The year before last I read an article about ‘Shame’ and promptly went to see it. It completely knocked me sideways. Emotionally exhausting, but mesmerising. I then went on to watch ‘Hunger’ and was greeted with the same feeling of distorted wonder. Like all Steve McQueen’s films, 12 years a slave is a brilliant, beautifully harrowing film.
The story is set in pre- civil war America, it focus’ on the true story of Solomon Northup, a freeman.
Chiwetel Ejiofor (Children of men, Serenity) is captivating and genuine, hesitate to take the part I couldn’t think of a better person to be Solomon.

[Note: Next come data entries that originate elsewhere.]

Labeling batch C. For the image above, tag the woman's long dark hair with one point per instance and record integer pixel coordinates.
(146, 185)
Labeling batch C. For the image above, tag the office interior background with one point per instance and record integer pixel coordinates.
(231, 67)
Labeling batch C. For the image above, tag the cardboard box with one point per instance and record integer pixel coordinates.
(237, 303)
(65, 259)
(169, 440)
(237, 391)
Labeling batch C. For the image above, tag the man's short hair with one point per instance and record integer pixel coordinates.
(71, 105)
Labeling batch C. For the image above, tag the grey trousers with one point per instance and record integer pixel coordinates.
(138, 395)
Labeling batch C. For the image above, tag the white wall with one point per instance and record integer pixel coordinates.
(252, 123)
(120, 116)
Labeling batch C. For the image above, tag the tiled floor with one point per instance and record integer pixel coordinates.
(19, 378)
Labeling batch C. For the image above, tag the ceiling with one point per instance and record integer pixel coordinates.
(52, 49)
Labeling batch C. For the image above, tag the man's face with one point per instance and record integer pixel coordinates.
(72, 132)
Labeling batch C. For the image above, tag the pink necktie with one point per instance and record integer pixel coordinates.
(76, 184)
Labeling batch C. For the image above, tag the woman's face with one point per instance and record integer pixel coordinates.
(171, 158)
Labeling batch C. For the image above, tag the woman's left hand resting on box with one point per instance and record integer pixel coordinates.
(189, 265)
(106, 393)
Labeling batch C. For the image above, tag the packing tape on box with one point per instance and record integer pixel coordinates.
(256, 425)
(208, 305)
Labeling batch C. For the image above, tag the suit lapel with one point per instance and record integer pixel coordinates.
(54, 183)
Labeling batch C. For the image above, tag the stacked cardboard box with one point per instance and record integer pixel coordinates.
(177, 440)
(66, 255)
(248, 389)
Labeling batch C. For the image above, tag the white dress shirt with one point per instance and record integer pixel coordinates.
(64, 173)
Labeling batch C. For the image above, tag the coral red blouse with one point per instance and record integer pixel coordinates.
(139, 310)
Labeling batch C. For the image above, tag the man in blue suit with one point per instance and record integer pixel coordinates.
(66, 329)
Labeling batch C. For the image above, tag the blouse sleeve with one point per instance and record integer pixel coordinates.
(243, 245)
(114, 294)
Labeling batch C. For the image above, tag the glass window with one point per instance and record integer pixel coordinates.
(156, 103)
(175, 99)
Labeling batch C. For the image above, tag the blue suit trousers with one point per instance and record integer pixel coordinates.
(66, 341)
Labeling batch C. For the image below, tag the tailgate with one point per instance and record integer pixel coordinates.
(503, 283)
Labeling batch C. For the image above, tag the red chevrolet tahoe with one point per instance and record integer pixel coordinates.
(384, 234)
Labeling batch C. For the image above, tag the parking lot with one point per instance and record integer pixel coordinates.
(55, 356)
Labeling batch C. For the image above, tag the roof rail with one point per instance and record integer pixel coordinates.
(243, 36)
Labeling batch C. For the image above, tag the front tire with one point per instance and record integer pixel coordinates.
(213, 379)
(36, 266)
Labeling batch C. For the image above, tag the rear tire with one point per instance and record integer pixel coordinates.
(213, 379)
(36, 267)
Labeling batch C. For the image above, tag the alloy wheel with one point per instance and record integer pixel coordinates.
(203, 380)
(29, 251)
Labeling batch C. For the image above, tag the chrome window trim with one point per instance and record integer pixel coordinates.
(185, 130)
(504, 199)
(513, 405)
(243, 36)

He wakes up one morning after a night of celebrating, enslaved and any word otherwise is beaten out of him. Torn from his home and family, sold and forced to live as a slave he finds ways to survive while trying to maintain his dignity in the face of insurmountable oppression.
With back drops of deep swamps of Louisiana with nowhere to go, God fearing men drunk on their own rights, and a lynching or hanging bound to every word. It is a harsh time to battle to survive in.
We see Solomon suffer at the hands of many kinds of men, none more than Edwin Epps, a plantation owner played by Michael Fassbender (Shame, Xmen First Class).
Fassbender is a staple of McQueen’s films and molds unrecognisably into the vicious master with terrifying ease. Edwin Epps deeply flawed self-righteous nature contrasts Solomon’s nobility.
Will Solomon manage to regain his freedom and will he ever see his family again? Steve McQueen makes films that make you ponder and experience the pain and struggle of others in situations you could not imagine yourself in. With an unflinching eye he makes you look for just a little too long, enough for an unsettled feeling to creep in and demand your undivided attention.
12 Years a Slave is not a happy film, but an important one that I recommend without a doubt. It is brutally thought provoking, emotionally intense and devastatingly visceral. It is up for a mountain of film awards and it deserves all of them.